The mean infant death rates is 319.00 when the life expectancy is zero. This would have no meaning in our problem.
The infant death rates will decrease with 3.9925 if the life expentancy of female increase with 1 unit.
confint(fit1)
## 2.5 % 97.5 %
## (Intercept) 302.145999 335.873694
## le.female -4.244014 -3.740999
#infant death rate on log gnp
ggplot(poverty,aes(y = infdeath, x = log.gnp)) + geom_point() + geom_smooth()
fit2 <- lm(infdeath ~ log.gnp, data=poverty)
tidy(fit2, conf.int=T)[,-c(3:4)]
confint(fit2)
## term estimate p.value conf.low conf.high
## 1 (Intercept) 221.1297 4.472534e-27 192.84267 249.41672
## 2 log.gnp -22.0789 3.829644e-20 -25.75845 -18.39934
## 2.5 % 97.5 %
## (Intercept) 192.84267 249.41672
## log.gnp -25.75845 -18.39934
#infant death rate on birthrate
ggplot(poverty,aes(y = infdeath, x = birthrate)) + geom_point() + geom_smooth()

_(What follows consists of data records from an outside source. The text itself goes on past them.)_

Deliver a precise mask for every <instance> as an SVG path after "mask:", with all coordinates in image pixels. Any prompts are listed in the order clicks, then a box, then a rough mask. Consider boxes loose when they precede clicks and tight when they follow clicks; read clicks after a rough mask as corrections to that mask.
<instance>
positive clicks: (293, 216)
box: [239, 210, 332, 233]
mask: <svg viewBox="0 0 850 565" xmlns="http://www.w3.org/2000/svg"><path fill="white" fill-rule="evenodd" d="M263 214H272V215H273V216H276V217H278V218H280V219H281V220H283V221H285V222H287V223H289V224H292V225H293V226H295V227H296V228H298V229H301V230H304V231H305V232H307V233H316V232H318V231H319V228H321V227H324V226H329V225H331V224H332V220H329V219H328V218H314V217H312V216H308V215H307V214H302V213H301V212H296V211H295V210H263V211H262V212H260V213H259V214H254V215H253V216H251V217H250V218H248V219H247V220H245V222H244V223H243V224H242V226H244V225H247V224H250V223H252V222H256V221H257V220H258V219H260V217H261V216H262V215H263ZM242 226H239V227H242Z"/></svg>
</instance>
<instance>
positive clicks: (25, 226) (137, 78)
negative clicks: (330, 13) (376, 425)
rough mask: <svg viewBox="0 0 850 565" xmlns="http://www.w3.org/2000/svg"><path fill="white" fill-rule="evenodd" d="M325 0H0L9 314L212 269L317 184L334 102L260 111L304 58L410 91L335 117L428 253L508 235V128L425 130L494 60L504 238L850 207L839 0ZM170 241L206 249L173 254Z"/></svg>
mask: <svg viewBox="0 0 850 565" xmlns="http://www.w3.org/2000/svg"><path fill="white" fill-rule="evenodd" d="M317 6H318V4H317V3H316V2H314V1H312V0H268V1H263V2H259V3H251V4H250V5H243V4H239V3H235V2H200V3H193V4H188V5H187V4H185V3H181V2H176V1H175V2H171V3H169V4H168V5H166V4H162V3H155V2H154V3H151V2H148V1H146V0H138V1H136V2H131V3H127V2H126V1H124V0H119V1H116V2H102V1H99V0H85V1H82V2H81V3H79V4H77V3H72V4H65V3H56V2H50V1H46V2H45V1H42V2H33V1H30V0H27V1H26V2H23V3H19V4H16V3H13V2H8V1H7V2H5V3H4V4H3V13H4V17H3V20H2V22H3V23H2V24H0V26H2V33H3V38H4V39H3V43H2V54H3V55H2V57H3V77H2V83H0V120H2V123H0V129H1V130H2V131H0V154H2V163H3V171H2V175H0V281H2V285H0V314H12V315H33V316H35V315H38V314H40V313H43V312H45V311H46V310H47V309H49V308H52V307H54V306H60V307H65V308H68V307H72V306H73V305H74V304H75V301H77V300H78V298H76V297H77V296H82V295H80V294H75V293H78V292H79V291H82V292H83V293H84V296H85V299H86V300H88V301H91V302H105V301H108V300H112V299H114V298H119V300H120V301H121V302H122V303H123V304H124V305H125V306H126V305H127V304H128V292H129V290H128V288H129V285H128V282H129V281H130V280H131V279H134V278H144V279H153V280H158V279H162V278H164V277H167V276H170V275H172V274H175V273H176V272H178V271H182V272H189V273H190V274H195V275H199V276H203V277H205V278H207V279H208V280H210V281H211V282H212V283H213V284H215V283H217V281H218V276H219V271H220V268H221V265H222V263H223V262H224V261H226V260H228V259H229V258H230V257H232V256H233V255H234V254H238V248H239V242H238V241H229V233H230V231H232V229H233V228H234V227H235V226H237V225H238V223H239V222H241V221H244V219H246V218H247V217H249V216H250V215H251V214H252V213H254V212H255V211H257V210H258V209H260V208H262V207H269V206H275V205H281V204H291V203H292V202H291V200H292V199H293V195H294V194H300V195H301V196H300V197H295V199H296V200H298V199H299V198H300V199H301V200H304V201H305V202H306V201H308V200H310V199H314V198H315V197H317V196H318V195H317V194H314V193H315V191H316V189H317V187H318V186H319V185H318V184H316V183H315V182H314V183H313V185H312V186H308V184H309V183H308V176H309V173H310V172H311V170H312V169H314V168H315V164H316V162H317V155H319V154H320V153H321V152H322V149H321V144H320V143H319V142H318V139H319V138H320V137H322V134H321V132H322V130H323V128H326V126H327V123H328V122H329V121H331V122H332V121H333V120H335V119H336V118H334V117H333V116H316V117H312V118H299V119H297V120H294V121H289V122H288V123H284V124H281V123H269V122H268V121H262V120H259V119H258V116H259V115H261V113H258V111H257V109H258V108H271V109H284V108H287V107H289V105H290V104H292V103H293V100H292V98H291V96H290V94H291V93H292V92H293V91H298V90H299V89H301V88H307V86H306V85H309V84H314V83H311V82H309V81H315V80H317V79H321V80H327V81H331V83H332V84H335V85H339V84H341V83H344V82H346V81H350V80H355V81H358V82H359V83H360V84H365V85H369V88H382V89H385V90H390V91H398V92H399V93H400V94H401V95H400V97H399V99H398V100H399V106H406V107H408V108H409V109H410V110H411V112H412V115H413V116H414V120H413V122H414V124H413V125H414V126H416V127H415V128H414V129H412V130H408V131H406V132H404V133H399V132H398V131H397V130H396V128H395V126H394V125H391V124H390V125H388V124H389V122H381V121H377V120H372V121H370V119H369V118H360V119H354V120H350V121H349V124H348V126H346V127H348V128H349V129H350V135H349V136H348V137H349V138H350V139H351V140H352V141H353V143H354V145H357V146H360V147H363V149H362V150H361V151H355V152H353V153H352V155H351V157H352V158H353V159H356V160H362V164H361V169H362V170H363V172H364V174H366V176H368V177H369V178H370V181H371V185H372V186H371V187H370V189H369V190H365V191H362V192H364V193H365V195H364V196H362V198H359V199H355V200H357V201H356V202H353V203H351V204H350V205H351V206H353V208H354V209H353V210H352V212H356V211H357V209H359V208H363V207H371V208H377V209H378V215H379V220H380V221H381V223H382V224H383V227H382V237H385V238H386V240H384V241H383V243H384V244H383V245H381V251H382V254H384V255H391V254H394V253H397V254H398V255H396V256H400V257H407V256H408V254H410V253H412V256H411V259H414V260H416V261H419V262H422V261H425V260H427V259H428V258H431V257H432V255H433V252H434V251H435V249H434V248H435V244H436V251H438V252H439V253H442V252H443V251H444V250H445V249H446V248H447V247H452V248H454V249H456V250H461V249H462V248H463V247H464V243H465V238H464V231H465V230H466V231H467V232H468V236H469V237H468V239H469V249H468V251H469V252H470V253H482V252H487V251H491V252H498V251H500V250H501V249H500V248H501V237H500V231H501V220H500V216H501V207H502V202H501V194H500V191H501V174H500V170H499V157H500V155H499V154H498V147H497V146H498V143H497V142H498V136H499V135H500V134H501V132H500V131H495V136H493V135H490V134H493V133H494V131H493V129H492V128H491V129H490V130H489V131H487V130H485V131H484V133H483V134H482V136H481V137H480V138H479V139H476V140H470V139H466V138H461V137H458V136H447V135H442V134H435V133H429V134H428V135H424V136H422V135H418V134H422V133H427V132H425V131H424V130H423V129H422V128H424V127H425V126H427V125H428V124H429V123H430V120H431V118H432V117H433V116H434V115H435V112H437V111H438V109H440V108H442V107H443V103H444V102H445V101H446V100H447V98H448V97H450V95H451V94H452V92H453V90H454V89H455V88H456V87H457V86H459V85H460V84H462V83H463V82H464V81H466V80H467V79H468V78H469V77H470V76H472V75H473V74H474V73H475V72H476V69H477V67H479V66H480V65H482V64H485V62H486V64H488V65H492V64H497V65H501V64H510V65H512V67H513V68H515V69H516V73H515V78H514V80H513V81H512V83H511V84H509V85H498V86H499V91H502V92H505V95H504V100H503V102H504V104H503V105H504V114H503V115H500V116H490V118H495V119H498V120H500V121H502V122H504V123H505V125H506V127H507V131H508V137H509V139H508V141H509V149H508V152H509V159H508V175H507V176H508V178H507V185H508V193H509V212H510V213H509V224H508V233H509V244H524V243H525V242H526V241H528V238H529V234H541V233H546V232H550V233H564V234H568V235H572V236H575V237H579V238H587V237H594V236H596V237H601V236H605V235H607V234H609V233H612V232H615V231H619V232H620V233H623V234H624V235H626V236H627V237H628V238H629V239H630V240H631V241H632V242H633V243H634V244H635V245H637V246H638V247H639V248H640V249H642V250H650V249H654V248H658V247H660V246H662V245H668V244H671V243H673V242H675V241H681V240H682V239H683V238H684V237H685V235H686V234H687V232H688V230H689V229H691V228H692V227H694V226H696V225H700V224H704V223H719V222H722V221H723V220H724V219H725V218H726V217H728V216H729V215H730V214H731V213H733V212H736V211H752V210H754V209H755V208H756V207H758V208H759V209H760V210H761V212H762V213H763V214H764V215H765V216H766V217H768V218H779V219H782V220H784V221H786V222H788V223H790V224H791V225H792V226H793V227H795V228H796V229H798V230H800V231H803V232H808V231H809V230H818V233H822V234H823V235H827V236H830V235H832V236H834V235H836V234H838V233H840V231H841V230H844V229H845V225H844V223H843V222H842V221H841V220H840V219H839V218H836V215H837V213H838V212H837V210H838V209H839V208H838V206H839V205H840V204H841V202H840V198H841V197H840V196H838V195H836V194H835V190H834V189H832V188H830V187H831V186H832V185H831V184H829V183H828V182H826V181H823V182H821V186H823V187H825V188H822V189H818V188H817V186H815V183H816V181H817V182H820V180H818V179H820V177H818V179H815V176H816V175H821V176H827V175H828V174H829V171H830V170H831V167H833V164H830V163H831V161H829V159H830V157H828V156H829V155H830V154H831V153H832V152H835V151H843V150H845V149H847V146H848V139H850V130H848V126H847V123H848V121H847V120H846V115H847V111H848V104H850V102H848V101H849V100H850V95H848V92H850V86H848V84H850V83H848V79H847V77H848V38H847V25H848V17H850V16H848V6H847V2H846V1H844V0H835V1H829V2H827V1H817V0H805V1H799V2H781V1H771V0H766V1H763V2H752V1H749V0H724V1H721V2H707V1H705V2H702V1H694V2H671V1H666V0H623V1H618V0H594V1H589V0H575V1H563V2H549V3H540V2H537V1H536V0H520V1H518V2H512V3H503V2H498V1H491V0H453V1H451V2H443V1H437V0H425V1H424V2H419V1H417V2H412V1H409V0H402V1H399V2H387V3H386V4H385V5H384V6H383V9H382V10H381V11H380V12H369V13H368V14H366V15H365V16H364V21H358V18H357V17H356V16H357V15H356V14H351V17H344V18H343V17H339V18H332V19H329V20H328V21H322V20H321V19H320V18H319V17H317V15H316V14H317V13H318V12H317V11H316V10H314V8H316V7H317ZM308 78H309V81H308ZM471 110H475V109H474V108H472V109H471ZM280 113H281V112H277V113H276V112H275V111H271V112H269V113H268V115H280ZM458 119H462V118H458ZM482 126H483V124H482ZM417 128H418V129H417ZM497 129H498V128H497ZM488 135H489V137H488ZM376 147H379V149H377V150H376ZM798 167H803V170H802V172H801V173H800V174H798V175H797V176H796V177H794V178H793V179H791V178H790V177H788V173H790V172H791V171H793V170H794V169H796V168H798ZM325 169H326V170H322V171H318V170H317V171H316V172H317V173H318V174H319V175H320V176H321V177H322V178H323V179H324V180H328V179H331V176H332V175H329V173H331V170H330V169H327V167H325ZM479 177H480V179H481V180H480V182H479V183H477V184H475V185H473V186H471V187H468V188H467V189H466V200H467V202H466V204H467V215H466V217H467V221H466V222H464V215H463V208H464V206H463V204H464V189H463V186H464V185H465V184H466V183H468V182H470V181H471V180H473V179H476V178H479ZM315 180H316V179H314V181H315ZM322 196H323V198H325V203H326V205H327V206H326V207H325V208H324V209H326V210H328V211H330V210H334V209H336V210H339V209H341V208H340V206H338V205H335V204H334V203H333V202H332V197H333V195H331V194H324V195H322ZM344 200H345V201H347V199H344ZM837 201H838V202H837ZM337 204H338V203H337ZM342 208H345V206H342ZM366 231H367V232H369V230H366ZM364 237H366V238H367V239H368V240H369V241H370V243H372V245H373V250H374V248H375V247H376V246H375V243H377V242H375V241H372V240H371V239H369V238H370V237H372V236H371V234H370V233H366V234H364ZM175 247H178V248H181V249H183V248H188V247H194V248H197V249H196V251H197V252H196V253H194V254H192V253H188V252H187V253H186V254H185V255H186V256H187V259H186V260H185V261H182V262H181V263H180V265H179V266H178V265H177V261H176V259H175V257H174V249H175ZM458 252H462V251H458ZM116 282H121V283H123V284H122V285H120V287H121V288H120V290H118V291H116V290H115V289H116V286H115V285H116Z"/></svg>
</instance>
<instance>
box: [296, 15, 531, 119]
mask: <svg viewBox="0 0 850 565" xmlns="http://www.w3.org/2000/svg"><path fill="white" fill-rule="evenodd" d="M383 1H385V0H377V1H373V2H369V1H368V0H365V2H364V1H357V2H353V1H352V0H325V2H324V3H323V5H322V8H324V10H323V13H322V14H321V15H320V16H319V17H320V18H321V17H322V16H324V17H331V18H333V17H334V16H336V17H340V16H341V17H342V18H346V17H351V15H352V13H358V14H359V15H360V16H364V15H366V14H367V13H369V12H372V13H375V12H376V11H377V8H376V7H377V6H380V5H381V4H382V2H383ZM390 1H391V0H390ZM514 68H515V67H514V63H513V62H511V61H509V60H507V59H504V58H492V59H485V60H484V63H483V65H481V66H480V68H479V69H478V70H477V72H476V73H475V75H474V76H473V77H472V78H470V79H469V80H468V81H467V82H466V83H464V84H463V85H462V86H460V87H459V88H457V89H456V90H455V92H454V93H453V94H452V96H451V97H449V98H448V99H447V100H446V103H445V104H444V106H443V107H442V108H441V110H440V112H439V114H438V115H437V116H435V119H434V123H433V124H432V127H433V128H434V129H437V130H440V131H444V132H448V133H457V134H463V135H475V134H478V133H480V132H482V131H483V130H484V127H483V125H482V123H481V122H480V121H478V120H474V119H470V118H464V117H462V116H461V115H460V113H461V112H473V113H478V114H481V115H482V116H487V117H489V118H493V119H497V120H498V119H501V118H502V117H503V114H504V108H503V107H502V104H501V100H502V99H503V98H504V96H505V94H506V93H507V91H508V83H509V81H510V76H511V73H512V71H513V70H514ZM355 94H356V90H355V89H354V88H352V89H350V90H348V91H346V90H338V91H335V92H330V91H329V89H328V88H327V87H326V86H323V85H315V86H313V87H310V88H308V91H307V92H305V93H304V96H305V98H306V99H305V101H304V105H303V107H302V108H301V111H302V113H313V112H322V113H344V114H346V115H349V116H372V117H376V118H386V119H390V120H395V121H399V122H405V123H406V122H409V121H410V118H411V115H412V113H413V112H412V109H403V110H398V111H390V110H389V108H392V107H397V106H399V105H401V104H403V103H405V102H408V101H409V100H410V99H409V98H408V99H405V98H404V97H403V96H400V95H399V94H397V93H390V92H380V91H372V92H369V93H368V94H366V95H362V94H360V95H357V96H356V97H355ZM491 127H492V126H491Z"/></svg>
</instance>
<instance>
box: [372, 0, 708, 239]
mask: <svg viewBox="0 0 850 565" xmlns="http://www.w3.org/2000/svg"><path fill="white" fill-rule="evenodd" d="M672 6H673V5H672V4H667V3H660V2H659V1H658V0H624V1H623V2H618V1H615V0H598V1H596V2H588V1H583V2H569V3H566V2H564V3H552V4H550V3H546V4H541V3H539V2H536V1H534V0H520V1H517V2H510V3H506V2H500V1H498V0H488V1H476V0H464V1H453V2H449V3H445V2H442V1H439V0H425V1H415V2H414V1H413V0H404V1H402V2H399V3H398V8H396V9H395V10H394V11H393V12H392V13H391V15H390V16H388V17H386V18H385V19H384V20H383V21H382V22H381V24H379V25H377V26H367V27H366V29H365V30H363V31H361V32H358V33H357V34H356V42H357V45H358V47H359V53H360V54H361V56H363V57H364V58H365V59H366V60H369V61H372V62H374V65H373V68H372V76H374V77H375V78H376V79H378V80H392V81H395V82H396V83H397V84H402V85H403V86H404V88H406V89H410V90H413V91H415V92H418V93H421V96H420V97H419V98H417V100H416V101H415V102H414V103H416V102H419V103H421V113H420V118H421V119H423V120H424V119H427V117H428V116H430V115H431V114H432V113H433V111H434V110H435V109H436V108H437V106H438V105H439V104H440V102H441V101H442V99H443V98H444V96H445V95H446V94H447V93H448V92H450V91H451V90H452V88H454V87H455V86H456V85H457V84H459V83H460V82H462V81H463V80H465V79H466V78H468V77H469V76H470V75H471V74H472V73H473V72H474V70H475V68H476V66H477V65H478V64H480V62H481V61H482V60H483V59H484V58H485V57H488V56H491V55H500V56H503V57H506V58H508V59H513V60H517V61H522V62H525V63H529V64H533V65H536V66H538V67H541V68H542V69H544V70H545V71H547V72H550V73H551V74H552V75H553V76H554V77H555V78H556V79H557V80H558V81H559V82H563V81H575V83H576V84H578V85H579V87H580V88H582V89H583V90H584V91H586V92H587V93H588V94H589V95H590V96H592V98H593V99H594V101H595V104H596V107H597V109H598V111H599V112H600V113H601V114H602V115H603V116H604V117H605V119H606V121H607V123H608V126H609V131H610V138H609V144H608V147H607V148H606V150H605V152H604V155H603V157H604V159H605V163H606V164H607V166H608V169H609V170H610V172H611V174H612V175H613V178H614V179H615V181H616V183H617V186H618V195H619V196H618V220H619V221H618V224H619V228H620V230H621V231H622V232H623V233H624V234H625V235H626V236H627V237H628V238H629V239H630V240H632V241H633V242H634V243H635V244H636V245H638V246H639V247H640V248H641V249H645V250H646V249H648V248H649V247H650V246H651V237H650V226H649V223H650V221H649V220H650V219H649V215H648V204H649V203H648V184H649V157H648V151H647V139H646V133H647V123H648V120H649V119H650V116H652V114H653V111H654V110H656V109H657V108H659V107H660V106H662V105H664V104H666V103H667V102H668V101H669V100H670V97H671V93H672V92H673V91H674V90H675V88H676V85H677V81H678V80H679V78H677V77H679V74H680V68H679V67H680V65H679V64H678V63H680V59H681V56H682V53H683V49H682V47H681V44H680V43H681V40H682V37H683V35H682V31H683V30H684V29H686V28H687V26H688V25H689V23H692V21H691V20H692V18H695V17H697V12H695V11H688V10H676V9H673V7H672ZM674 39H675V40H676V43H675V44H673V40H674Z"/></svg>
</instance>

fit3 <- lm(infdeath ~ birthrate, data=poverty)
tidy(fit3, conf.int=T)[,-c(3:4)]
confint(fit3)
## term estimate p.value conf.low conf.high
## 1 (Intercept) -30.280978 8.723632e-07 -41.700734 -18.861222
## 2 birthrate 2.914208 2.770565e-29 2.559415 3.269002
## 2.5 % 97.5 %
## (Intercept) -41.700734 -18.861222
## birthrate 2.559415 3.269002
infdeath
with the following variables:le.female
birthrate
log.gnp
fit4 <- lm(infdeath ~ le.female + birthrate + log.gnp, data = poverty)

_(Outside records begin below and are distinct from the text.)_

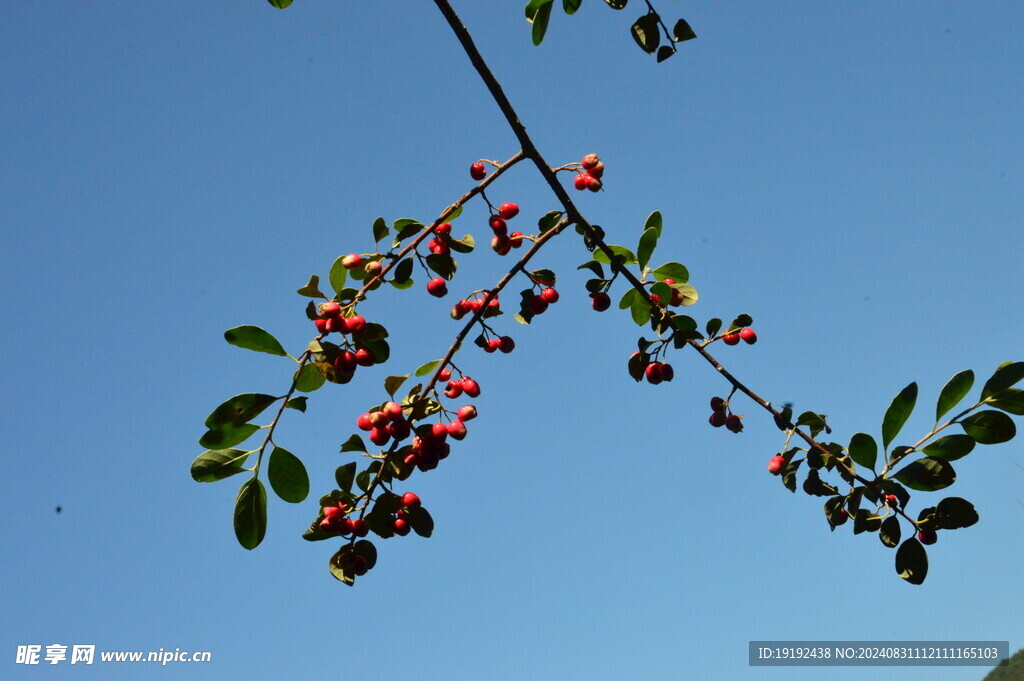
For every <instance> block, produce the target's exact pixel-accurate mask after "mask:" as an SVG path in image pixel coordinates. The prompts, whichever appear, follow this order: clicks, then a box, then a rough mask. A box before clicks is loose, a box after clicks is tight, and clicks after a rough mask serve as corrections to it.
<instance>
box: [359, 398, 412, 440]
mask: <svg viewBox="0 0 1024 681" xmlns="http://www.w3.org/2000/svg"><path fill="white" fill-rule="evenodd" d="M355 426H356V427H357V428H358V429H359V430H365V431H368V432H369V433H370V441H371V442H373V443H374V444H376V445H377V446H384V445H385V444H387V442H388V440H390V439H391V438H392V437H393V438H394V439H395V441H396V442H400V441H401V440H403V439H406V438H407V437H409V435H410V433H411V432H412V431H413V427H412V426H411V425H410V423H409V421H407V420H406V417H404V415H403V414H402V410H401V406H400V405H398V402H390V401H389V402H385V403H384V406H383V407H381V409H380V410H379V411H375V412H367V413H366V414H360V415H359V417H358V418H357V419H355Z"/></svg>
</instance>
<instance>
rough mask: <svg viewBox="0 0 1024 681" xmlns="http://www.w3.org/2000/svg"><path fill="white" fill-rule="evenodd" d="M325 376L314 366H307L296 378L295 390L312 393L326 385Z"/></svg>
mask: <svg viewBox="0 0 1024 681" xmlns="http://www.w3.org/2000/svg"><path fill="white" fill-rule="evenodd" d="M325 380H326V379H325V378H324V374H322V373H321V370H319V369H317V368H316V365H314V364H307V365H306V366H305V367H303V368H302V369H300V370H299V372H298V374H296V377H295V389H296V390H298V391H300V392H312V391H313V390H316V389H318V388H319V387H321V386H322V385H324V381H325Z"/></svg>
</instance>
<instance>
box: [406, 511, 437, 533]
mask: <svg viewBox="0 0 1024 681" xmlns="http://www.w3.org/2000/svg"><path fill="white" fill-rule="evenodd" d="M409 524H410V526H411V527H412V528H413V531H415V533H416V534H417V535H419V536H420V537H430V536H431V535H432V534H433V533H434V519H433V518H432V517H430V514H429V513H427V509H425V508H423V507H422V506H417V507H416V508H411V509H409Z"/></svg>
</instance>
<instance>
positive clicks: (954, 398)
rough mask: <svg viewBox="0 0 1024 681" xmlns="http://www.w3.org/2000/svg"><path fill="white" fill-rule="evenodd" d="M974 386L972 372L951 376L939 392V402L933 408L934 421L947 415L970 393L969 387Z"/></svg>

summary(fit4)$adj.r.squared
## [1] 0.9075158
The adjusted R square is relatively high, which means that the model fits well.
summary(fit4)$adj.r.squared
summary(fit1)$adj.r.squared
summary(fit2)$adj.r.squared
summary(fit3)$adj.r.squared
## [1] 0.9075158
## [1] 0.9117778
## [1] 0.610644
## [1] 0.7339998
fit1 has the largest adjusted R square, which means the model with only \(le.female\) fits the data best.